The lower timing gear is press-fit onto the crankshaft snout and can be a pain to install. Since I didn’t have the special installation tool on hand I put the gear into a 350 degree oven for about fifteen minutes or so. When it was good and hot I took it from the oven and immediately installed it on the crankshaft snout. The heat expanded the gear enough so that it just slid into place, a little bit of oil on the snout helped the process as well.
Because I’m going to a retro-roller cam setup I needed to install a cam button to prevent the cam from “walking” forward. Hydraulic flat tappet cams are profiled to prevent significant forward movement of the cam but this isn’t the case with retro-roller setups. The cam button is placed in the center of the cam timing gear and presses against the timing cover to limit forward camshaft movement.
Here the cam button has been installed in the timing gear. The gear itself bottoms against the block to prevent backward movement, the cam pressing on the timing cover prevents forward movement.
Because the timing cover is used to resist cam movement I wanted to use something more rigid than one of the flimsy stock timing covers. In the end I decided on a polished cast aluminum cover. It cost a bit more than a stock one but it’ll work much better. Of course the cast aluminum cover is thicker than a standard cover so I’ll need to machine down the cam button to achieve the proper camshaft endplay.

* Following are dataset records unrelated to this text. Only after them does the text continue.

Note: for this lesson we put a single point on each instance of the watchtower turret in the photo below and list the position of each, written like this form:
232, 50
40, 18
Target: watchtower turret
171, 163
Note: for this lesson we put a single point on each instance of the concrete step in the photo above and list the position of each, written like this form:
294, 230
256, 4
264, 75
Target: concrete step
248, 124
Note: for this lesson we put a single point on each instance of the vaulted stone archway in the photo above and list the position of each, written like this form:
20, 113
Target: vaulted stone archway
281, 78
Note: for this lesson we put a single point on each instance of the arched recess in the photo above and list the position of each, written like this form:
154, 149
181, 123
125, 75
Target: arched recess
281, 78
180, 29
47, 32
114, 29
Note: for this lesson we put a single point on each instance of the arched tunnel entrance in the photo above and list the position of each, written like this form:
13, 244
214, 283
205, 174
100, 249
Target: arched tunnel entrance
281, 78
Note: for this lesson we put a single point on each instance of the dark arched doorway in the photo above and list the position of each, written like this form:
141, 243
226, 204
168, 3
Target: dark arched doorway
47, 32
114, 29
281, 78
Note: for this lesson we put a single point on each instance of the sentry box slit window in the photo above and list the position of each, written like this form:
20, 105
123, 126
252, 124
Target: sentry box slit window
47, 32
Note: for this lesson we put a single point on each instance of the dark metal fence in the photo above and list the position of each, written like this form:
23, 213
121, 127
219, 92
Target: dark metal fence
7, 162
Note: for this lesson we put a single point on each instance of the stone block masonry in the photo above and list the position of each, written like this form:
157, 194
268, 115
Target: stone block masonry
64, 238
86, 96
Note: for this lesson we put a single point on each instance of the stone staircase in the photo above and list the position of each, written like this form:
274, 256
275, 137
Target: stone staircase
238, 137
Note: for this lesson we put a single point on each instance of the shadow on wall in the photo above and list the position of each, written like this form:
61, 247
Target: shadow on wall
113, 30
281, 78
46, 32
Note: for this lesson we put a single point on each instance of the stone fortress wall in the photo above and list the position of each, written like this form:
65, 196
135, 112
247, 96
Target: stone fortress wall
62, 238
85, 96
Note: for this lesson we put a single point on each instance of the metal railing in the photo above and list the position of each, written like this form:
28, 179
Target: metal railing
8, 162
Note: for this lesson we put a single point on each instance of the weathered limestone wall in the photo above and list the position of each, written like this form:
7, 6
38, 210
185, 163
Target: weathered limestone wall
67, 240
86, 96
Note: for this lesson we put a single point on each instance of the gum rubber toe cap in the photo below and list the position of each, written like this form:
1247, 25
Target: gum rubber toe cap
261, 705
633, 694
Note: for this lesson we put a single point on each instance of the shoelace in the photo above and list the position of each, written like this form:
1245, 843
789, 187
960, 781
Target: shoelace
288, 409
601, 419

As I pointed out a few updates ago I had left the cam plug out for the time being. I had done so to allow access to the back of the camshaft to be able to check camshaft endplay. Even though I’ve installed a cam button the goal is not to achieve zero movement. Instead Comp Cams recommends between 0.005″ and 0.008″ of camshaft endplay. To measured endplay I used a dial indicator and set it up as shown below. With the dial indicator in place I gently pried between the block and the side of a cam lobe to move the cam forward and backward. It takes very little pressure to move the cam back and forth – if it doesn’t move you’re probably at zero endplay. It took quite a while to get the cam button machined to provide the proper endplay (removing just a little material at a time), but eventually I ended up at 0.006″. I didn’t want to go down to the minimum tolerance since I realize the timing cover gasket will likely compress over time and will reduce endplay by a bit more.
Once the end play was set I removed the timing cover one last time, cleaned the gasket surfaces with lacquer thinner, applied a small amount of black RTV sealer to the timing cover flange and block, put the gasket back in place and bolted the timing cover down. Before removing the dial indicator I double checked endplay one last time to verify everything was as it should be. With the cam in place I then installed the cam plug in the back of the block using a little Permatex No. 2 sealer to prevent any oil leaks.